Generalization of Chapman-Enskog Solution to the Quantum Boltzmann Transport Equation and Some Applications.

The aim of this work is to develop a new method for solving the quantum Boltzmann equation for the distribution functions of both Bose-Einstein and Fermi-Dirac particles, subject to collisions in which the effect of exchange is incorporated in the collision terms. A generalization of the Chapman-Enskog method is used to solve this equation which involves development of a set of orthogonal polynomials, designated by A(,n)('m)(x), which are appropriate for solution of a transport equation with exchange.
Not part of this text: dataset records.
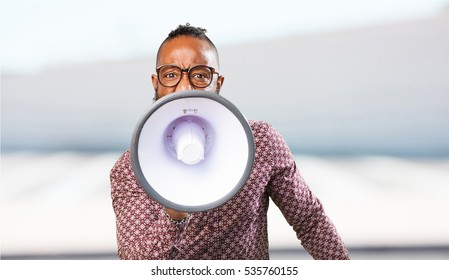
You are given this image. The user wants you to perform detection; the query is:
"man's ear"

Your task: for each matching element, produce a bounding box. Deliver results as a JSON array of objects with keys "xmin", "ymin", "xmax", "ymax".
[
  {"xmin": 151, "ymin": 74, "xmax": 159, "ymax": 100},
  {"xmin": 215, "ymin": 76, "xmax": 224, "ymax": 94}
]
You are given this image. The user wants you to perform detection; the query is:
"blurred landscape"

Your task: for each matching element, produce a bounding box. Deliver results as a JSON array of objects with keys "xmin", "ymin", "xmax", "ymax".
[{"xmin": 1, "ymin": 2, "xmax": 449, "ymax": 259}]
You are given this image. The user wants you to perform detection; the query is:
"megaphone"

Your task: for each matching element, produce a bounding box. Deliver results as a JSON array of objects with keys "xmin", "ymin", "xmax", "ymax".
[{"xmin": 130, "ymin": 90, "xmax": 255, "ymax": 212}]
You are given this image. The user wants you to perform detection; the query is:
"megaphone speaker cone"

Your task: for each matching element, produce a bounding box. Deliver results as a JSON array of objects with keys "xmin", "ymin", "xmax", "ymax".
[{"xmin": 130, "ymin": 90, "xmax": 254, "ymax": 212}]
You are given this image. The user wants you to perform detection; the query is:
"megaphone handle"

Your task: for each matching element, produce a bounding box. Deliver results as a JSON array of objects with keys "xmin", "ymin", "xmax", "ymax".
[{"xmin": 164, "ymin": 207, "xmax": 190, "ymax": 223}]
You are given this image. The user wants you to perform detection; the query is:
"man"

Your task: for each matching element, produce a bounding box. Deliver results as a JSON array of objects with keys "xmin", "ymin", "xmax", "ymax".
[{"xmin": 111, "ymin": 24, "xmax": 349, "ymax": 259}]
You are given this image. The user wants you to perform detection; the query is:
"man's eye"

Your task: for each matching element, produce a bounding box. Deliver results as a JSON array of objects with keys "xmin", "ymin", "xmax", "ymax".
[
  {"xmin": 164, "ymin": 73, "xmax": 177, "ymax": 79},
  {"xmin": 192, "ymin": 73, "xmax": 210, "ymax": 80}
]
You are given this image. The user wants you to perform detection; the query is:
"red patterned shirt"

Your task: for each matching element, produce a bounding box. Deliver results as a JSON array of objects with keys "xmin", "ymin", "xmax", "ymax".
[{"xmin": 111, "ymin": 122, "xmax": 349, "ymax": 259}]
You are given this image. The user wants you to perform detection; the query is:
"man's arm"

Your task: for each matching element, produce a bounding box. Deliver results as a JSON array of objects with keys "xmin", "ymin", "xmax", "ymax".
[
  {"xmin": 110, "ymin": 152, "xmax": 179, "ymax": 259},
  {"xmin": 262, "ymin": 123, "xmax": 349, "ymax": 259}
]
The following simplifying assumptions are made in this work: The gas is simple, monatomic and dilute, therefore, only binary collisions are considered; velocity of a molecule is independent of its position; temperature, density and velocity of particles relative to the mass motion are considered to vary slowly in space as compared to the mean free path of the molecules. Subject to the above assumptions, the Boltzmann equation is treated to first-order in temperature gradients, velocity gradients relative to the mass motion and density gradients for both Bose-Einstein and Fermi-Dirac particles. As applications, the coefficients of viscosity and thermal conductivity for monatomic gases, and the electrical conductivity for a metal are derived. Numerical results for the coefficient of thermal conductivity for a rigid -elastic sphere model of Helium gas are in good agreement with the experiment.